Moulder-Brown founded the Academy of Creative Training, a drama school in Brighton, Sussex, in 1997.

== Filmography ==

=== Film ===

| Year | Title | Role | Notes |
| 1958 | Carve Her Name with Pride | Child | Uncredited |
| A Night to Remember | Titanic Passenger | Uncredited |
| A Cry from the Streets | Jacky | Uncredited |
| The Man Inside | Boy | Uncredited |
| Death Over My Shoulder | Boy | Uncredited |
| Room at the Top | Urchin | Uncredited |
| 1960 | Night Train for Inverness | Boy | Uncredited |
| Doctor in Love | Boy | Uncredited |
| 1961 | Two Living, One Dead | Rolf Berger |  |
| The Missing Note | Willie |  |
| Night Without Pity | Geoffrey Martin |  |
| 1962 | Little Girls Never Cry | Stormont |  |
| 1963 | 55 Days at Peking | Tommy | Uncredited |
| 1964 | Becket | Boy | Uncredited |
| Go Kart Go | Spuggy | As John Moulder Brown |
| 1965 | The Heroes of Telemark | Boy | Uncredited |
| 1966 | The Uncle | Jamie |  |
| The Quiller Memorandum | Pupil with Inge | Uncredited |
| Runaway Railway | Charlie |  |
| Operation Third Form | Dick |  |
| 1967 | Half a Sixpence | Boy | Uncredited |
| Calamity the Cow | Rob Grant |  |
| 1968 | Heidi | Peter | As John M. Brown |
| The Boys of Paul Street | Geréb |  |
| 1969 | Goodbye, Mr.
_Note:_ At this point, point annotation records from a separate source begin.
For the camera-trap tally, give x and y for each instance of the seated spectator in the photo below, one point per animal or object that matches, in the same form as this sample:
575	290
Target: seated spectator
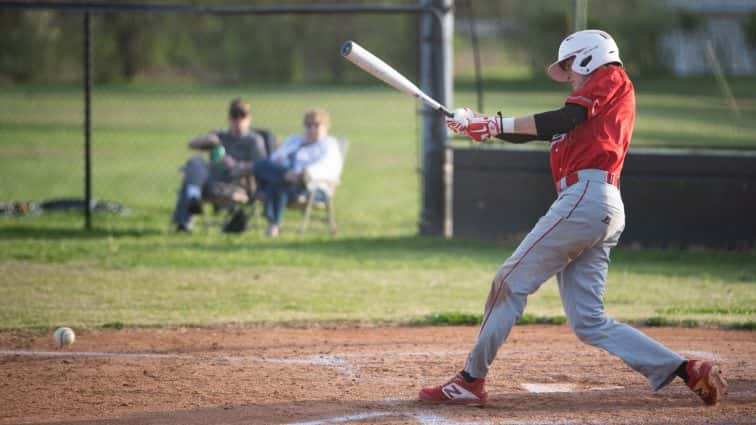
233	152
283	175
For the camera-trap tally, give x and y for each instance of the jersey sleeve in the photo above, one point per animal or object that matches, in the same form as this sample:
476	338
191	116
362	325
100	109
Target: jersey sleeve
598	91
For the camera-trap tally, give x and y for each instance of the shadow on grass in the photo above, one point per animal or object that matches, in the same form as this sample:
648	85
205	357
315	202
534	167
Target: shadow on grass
368	248
57	233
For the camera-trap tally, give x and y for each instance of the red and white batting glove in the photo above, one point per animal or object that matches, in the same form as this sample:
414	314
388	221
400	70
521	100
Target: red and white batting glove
482	128
458	123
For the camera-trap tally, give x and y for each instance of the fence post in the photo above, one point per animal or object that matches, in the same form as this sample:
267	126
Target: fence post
87	120
436	78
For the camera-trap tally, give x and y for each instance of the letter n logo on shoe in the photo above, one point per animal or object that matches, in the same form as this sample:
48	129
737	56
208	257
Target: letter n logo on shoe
454	391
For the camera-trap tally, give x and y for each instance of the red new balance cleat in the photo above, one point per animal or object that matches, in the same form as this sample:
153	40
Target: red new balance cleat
456	391
705	379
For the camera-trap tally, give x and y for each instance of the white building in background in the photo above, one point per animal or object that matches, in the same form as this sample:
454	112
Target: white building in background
721	32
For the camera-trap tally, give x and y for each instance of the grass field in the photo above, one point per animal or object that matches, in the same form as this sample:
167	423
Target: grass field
131	271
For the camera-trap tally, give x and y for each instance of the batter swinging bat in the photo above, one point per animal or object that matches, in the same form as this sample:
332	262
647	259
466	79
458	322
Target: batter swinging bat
381	70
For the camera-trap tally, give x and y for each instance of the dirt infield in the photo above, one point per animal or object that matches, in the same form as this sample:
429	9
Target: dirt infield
543	376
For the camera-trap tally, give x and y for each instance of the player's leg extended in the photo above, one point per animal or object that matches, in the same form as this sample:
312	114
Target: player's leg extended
547	249
581	285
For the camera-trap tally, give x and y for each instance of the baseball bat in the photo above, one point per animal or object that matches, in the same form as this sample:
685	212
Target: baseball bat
383	71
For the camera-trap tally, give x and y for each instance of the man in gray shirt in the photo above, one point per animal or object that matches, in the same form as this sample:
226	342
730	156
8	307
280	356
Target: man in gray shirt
233	152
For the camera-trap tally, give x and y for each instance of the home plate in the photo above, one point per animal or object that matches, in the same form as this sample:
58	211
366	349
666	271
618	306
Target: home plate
564	388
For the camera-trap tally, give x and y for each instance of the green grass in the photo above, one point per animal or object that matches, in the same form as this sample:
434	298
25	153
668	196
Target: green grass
131	271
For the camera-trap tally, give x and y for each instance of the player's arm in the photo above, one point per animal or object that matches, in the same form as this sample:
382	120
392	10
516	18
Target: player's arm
518	130
545	125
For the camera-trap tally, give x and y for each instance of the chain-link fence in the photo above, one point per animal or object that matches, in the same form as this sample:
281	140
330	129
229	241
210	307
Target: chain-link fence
165	74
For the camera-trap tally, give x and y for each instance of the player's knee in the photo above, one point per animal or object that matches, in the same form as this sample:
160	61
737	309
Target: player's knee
588	327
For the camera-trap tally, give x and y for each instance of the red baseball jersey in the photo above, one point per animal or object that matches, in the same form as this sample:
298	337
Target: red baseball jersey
601	141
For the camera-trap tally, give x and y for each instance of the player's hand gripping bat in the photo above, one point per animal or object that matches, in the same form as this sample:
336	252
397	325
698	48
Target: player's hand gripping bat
381	70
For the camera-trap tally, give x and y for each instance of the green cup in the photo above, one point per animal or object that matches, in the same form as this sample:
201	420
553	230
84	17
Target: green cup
217	154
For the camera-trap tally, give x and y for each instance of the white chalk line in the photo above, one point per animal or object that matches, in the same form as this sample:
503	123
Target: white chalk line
422	418
434	419
564	387
704	355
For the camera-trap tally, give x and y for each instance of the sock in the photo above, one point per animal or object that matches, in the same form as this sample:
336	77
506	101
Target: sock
193	191
467	377
681	372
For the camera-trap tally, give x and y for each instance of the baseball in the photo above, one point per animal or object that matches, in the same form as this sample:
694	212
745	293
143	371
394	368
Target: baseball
64	336
462	114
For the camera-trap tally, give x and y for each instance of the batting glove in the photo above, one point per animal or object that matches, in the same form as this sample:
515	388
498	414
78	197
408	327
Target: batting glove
483	127
458	123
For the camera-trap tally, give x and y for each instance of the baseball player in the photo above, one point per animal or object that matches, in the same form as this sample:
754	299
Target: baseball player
589	138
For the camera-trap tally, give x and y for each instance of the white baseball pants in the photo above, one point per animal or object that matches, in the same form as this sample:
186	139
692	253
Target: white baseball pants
572	241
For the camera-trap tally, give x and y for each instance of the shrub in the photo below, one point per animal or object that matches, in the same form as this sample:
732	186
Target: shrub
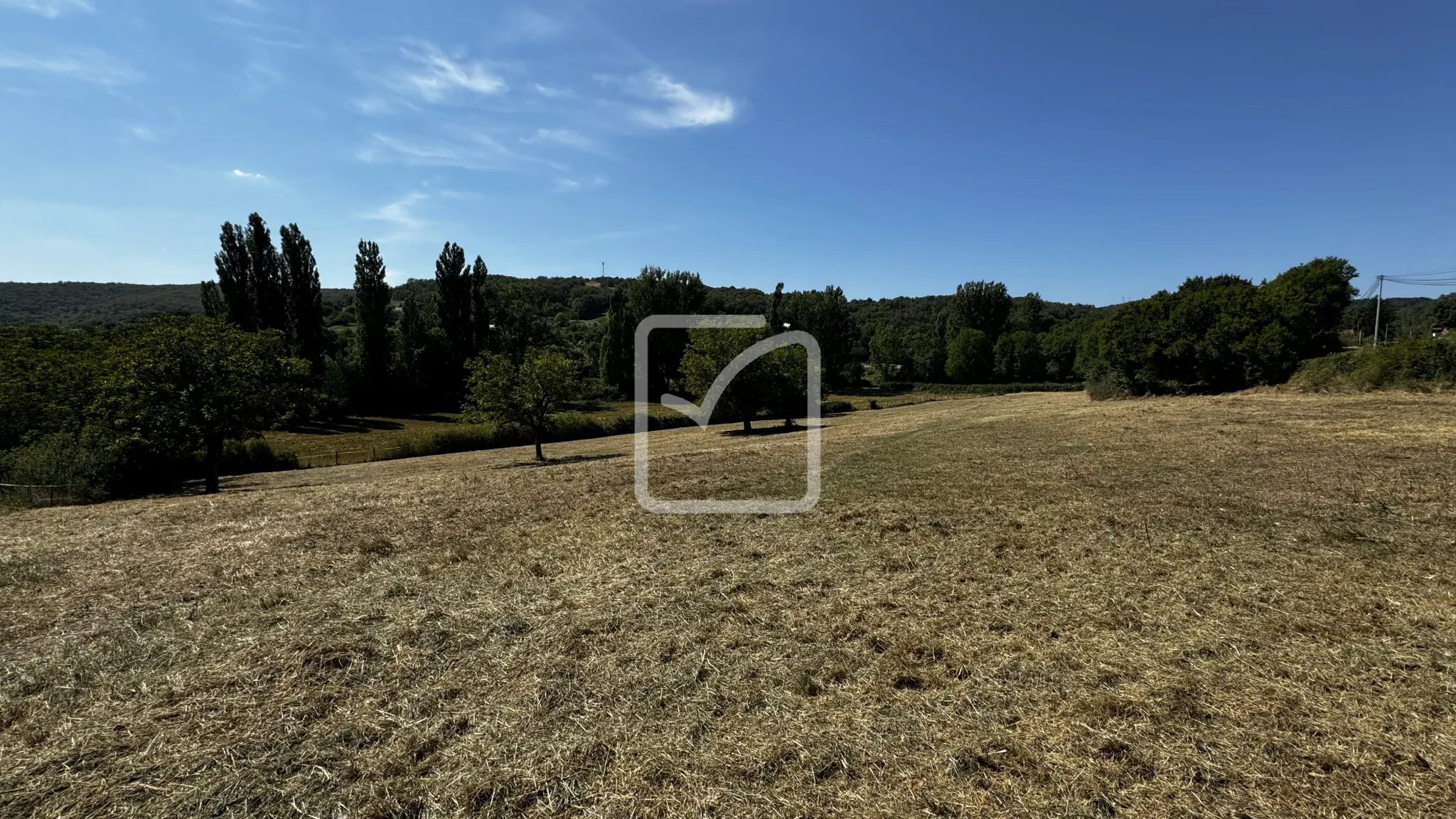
254	455
1222	333
86	471
996	388
1413	363
1101	390
968	356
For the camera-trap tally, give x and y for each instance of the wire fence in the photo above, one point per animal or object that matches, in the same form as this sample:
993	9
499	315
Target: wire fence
343	456
36	494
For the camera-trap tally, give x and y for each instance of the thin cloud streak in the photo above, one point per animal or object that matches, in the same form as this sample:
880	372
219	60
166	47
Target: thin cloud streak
614	235
562	137
48	8
471	151
686	108
401	213
439	76
86	65
568	186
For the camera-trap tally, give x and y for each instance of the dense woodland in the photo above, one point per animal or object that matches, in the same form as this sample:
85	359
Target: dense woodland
137	405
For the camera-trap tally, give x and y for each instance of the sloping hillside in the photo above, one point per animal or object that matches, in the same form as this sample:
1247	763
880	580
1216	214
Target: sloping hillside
94	302
1028	605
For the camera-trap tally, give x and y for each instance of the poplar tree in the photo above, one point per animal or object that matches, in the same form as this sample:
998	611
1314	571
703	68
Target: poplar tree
372	306
265	277
616	346
479	308
453	302
233	277
300	277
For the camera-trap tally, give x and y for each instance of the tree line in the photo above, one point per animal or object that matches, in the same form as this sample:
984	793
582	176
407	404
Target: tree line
146	404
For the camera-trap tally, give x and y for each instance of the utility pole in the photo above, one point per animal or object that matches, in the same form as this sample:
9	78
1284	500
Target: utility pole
1379	294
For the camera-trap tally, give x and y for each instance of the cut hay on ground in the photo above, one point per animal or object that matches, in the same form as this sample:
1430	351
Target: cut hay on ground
1028	605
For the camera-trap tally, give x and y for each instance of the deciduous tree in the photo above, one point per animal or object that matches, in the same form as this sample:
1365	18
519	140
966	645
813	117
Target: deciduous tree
528	394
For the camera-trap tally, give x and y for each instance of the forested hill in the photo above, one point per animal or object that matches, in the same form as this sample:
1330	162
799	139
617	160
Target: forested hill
92	302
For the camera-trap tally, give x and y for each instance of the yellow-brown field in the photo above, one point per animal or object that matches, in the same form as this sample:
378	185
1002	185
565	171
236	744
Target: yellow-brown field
1028	605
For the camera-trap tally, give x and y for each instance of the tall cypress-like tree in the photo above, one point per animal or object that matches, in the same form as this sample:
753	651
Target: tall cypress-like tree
479	308
213	304
616	344
453	287
372	306
235	277
300	276
265	276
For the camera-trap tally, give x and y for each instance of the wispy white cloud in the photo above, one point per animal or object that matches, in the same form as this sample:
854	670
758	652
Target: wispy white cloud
401	215
562	137
612	235
469	149
529	23
434	75
83	65
372	107
568	186
551	92
50	8
683	107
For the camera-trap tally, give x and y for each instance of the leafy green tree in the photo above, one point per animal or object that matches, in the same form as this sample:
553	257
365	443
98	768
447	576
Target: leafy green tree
479	306
1062	344
184	385
1018	358
528	394
887	355
985	306
776	311
300	279
265	277
968	356
213	304
1443	311
657	291
616	366
453	298
772	384
421	353
1310	301
520	324
235	277
372	305
47	379
825	315
1028	314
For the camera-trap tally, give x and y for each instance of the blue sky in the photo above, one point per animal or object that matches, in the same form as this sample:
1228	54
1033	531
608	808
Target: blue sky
1093	152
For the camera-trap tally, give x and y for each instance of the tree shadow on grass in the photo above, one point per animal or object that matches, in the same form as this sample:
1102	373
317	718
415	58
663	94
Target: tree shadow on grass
774	430
558	461
354	424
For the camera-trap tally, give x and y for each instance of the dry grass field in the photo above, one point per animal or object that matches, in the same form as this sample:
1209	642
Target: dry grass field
1028	605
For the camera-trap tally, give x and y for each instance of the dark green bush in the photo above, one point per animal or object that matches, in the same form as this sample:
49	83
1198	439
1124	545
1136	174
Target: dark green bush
85	471
1413	363
254	455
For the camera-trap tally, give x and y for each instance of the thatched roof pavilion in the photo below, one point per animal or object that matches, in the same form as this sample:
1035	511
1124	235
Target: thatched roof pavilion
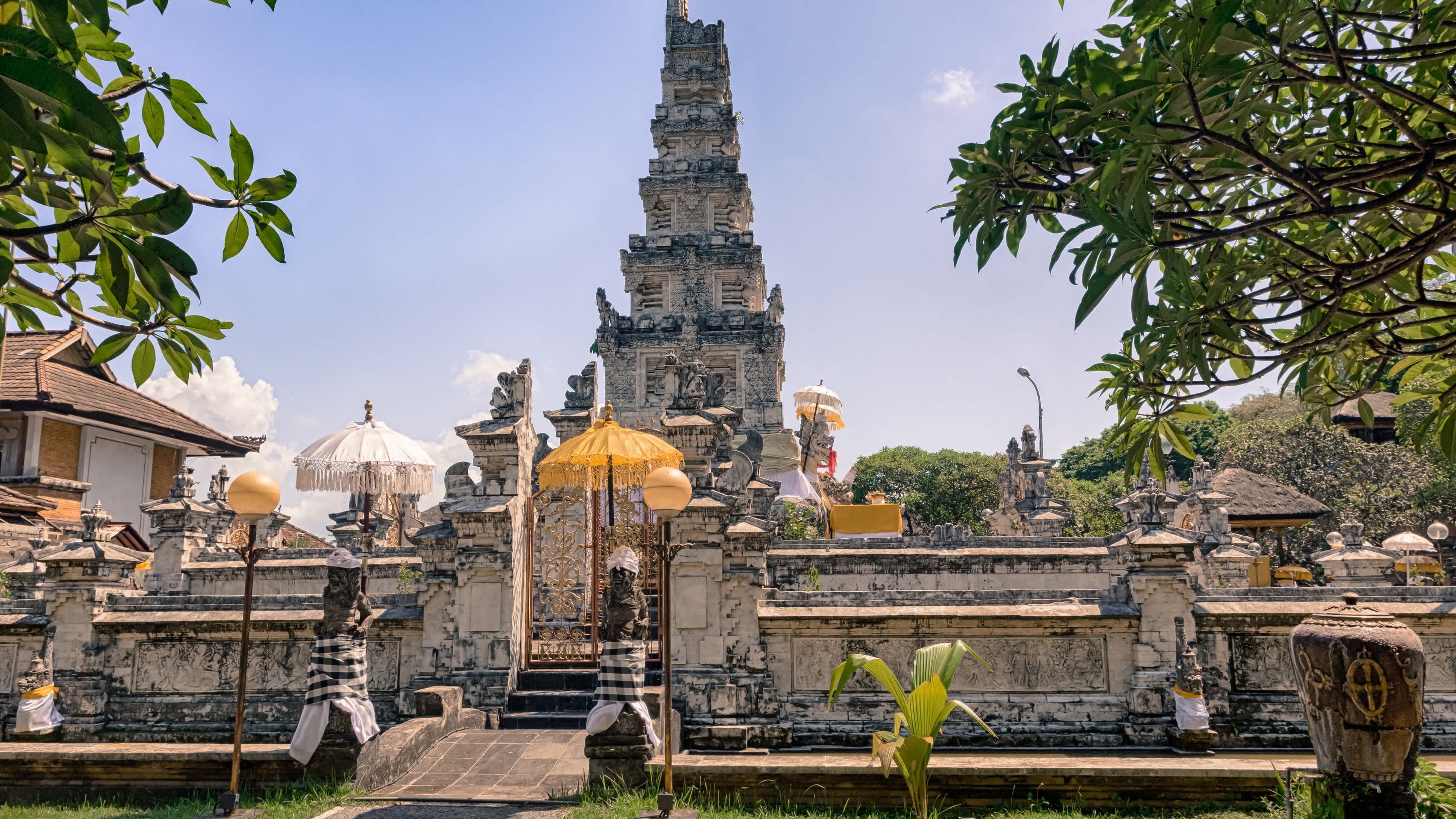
1263	503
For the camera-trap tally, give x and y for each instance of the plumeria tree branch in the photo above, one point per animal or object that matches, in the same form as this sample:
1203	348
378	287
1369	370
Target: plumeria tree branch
1274	178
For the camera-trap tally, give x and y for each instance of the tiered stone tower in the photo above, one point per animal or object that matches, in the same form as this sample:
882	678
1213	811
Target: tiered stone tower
695	279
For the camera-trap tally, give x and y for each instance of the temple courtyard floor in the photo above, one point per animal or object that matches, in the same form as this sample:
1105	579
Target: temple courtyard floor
463	773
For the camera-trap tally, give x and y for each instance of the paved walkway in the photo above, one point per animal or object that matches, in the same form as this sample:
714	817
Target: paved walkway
434	811
500	764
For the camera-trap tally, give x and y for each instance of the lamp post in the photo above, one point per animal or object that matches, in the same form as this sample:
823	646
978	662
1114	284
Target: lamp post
666	491
1040	433
1438	534
252	496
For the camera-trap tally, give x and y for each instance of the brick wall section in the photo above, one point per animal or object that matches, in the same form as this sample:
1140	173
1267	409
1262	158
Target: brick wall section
164	468
60	449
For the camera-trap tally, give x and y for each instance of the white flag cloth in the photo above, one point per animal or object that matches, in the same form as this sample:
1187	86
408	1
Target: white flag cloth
606	712
1190	710
38	710
315	719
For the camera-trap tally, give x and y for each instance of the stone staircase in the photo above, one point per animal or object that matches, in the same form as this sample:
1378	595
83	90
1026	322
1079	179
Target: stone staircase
551	700
561	699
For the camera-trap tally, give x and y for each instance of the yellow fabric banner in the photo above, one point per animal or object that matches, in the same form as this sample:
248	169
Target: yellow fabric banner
866	519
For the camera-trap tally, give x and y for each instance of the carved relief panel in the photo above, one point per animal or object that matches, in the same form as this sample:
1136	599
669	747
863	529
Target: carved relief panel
660	216
692	213
1017	664
203	666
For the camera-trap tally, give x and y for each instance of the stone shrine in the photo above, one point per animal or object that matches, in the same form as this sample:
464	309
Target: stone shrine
1081	634
698	298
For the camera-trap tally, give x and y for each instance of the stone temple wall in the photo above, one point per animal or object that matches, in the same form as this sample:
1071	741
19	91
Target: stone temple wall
1078	632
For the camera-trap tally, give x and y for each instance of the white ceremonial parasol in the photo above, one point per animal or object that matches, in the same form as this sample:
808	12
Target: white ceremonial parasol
819	398
366	457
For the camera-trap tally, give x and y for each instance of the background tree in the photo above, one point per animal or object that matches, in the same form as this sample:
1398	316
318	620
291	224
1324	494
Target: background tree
1387	486
75	237
1273	177
1097	458
932	487
1091	503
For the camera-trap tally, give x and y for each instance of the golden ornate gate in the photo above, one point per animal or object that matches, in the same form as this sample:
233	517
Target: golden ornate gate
568	572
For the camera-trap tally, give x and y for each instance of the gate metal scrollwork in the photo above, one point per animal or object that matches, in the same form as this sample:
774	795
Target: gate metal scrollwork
561	617
567	560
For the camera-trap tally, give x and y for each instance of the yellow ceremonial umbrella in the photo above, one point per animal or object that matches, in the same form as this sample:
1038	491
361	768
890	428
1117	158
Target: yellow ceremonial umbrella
1294	573
605	457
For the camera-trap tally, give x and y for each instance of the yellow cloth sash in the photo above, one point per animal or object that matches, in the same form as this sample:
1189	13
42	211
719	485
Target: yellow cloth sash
866	519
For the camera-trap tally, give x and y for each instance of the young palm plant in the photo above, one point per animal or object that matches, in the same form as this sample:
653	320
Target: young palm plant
922	713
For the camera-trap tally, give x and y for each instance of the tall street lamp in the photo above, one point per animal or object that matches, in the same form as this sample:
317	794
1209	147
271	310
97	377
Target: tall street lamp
252	496
1042	436
666	491
1438	534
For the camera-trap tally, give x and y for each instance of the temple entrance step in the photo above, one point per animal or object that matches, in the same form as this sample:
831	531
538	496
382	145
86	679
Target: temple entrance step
544	721
548	700
557	680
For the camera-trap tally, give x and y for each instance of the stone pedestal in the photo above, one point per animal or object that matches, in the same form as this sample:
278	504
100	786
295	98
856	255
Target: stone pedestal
1198	742
618	755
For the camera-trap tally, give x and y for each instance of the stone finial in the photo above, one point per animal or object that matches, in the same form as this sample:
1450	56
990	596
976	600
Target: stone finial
605	312
1190	677
217	489
510	398
182	484
583	394
714	390
1202	477
1219	525
458	481
94	525
686	382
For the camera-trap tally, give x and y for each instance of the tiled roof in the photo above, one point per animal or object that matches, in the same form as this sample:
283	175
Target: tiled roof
12	501
35	380
290	537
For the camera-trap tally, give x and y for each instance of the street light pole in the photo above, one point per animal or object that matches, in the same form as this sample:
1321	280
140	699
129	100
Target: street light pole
252	496
1042	436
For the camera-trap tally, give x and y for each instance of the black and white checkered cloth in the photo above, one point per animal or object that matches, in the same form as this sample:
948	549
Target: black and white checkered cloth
338	669
622	672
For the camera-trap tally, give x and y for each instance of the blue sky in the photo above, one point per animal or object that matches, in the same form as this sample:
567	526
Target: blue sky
468	175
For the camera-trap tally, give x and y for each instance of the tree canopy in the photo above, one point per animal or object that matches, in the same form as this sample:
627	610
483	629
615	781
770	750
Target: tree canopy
1097	458
1273	177
76	235
932	487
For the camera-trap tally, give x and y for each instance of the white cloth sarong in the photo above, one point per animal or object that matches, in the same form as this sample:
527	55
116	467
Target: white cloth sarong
38	712
315	719
606	712
1191	710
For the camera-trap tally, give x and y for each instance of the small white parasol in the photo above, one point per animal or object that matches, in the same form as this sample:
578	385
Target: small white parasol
819	398
367	458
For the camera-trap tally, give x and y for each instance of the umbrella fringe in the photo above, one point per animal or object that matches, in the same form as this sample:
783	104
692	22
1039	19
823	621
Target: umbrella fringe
375	479
593	476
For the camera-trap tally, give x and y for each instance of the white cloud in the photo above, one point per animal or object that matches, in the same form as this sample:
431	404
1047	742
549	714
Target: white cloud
223	400
480	371
220	398
953	88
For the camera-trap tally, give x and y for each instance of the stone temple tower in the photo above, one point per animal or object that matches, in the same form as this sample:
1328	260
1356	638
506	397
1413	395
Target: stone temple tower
702	321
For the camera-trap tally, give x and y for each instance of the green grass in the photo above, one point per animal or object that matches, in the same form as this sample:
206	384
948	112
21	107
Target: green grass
302	801
618	804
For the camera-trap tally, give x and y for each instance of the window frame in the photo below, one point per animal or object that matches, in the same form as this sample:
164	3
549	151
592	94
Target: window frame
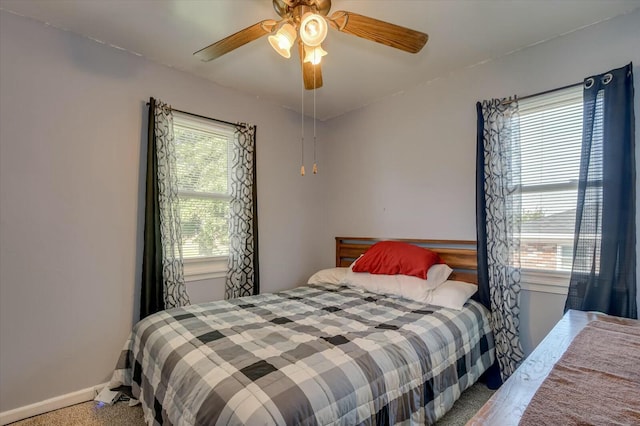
555	281
206	267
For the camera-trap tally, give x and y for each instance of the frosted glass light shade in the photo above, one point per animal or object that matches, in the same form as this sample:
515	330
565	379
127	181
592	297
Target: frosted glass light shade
313	29
314	54
283	40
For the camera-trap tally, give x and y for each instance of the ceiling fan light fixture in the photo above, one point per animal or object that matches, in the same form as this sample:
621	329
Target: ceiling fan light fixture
314	54
313	29
283	40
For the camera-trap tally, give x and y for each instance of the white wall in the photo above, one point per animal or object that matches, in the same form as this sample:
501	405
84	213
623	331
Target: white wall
72	150
405	166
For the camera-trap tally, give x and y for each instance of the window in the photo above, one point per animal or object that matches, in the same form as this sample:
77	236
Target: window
550	144
203	165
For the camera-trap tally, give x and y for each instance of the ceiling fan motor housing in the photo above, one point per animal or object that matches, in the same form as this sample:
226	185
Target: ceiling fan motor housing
286	8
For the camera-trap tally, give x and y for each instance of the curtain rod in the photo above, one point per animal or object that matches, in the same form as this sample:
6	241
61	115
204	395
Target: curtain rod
205	117
508	101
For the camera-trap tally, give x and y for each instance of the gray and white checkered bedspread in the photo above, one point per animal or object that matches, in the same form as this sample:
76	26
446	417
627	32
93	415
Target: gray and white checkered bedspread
313	355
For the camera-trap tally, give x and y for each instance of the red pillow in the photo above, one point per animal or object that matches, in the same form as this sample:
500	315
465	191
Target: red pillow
394	257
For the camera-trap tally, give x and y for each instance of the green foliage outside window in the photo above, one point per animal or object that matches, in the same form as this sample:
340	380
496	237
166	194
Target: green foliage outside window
203	178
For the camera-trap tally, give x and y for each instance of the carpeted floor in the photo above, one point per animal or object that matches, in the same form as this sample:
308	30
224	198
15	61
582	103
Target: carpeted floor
120	414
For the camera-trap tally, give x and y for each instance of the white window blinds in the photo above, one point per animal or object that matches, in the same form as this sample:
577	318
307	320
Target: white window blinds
550	143
202	160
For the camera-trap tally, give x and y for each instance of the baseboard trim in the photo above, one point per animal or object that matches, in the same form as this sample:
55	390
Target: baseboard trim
50	404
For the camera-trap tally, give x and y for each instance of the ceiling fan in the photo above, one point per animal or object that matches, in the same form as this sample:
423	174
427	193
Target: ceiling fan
309	20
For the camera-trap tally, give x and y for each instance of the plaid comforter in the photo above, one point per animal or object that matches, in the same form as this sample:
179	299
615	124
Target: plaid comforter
313	355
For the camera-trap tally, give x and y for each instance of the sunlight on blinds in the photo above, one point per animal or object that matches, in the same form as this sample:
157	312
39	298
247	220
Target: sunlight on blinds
551	140
202	160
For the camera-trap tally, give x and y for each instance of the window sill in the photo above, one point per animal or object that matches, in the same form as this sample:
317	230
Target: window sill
205	268
554	282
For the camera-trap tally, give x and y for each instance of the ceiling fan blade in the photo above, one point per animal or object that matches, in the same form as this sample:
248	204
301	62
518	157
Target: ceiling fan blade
311	74
236	40
379	31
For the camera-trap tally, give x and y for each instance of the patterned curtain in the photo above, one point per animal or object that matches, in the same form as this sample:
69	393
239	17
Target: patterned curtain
162	269
498	223
242	274
603	277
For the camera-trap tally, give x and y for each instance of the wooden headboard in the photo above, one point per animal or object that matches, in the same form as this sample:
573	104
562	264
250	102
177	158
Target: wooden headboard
460	255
Chips | Schoolboy | Uncredited |
| 1970 | The House That Screamed | Luis | As John Moulder Brown |
| First Love | Alexander |  |
| Deep End | Mike | As John Moulder Brown |
| 1972 | Vampire Circus | Anton |  |
| King, Queen, Knave | Frank |  |
| 1973 | Ludwig | Prince Otto | As John Moulder Brown |
| 1974 | Dites-le avec des fleurs | Jean-Claude Berger |  |
| La madrastra | Daniel |  |
| 1975 | Forbidden Love Game | Miguel | As John Moulder Brown |
| 1979 | Confessions from the David Galaxy Affair | Sergeant Johnson |  |
| 1981 | Killing Heat | Tony Marston |  |
| 1985 | Claudia | Gavin |  |
| 1986 | L'étincelle | Bob |  |
| 1987 | Rumpelstiltskin | Prince Henry | As John Moulder Brown |
| 2010 | Young Alexander the Great | Philip, King of Macedonia |  |

=== Television ===

| Year | Title | Role | Notes |
| 1964 | Beware of the Dog | Michael | 6 episodes |
| 1966 | Weavers Green | Colin Westcott | 5 episodes |
| 1967 | Comedy Playhouse | Robin Corner | 1 episode |
| 1968 | The Dickie Henderson Show | Boy | 1 episode |
| The Devil in the Fog | Hotspur Treet | 5 episodes |
| ITV Playhouse | Paul Fawcett | 1 episode |
| Heidi | Peter | TV movie, as John M. Brown |
| 1969 | Sexton Blake | Clive Goodside | 1 episode |
| 1971 | Out of the Unknown | Andrew | 1 episode |
| 1973 | Away from It All | Philippe | 1 episode |
| ITV Sunday Night Theatre | Jan | 1 episode |
| 1976 | Victorian Scandals | Wilfrid Blunt | 1 episode |
| 1978 | The Flockton Flyer | Christopher Bell | 1 episode |
| As You Like It | Hymen | TV movie |
| 1979 | The Mill on the Floss | Stephen Guest | 5 episodes |
| A Moment in Time | Bill | 3 episodes |
| 1980 | Paradise in a Dream | On-screen participant | TV movie |
| 1981 | BBC2 Playhouse | Desmond | 1 episode |
| 1982 | The Confessions of Felix Krull | Felix Krull | 5 episodes |
| Man and Superman | Hector Malone | TV movie |
| 1984 | Ellis Island | Terry Billings | 3 episodes |
| 1985 | Jenny's War | Guy | 4 episodes |
| Royal Match | King Edmund | TV movie |
| Family Ties Vacation | William Clive-Hopkins | TV movie |
| 1987 | Miss Marple: Sleeping Murder | Giles Reed | TV movie |
| Howards' Way | Richard Spencer | 5 episodes |
| 1991 | The Bill | Rush | 1 episode |
| 1992 | Casualty | Hal | 1 episode |

==Bibliography==
- Holmstrom, John. The Moving Picture Boy: An International Encyclopaedia from 1895 to 1995. Norwich, Michael Russell, 1996, pp. 299–300.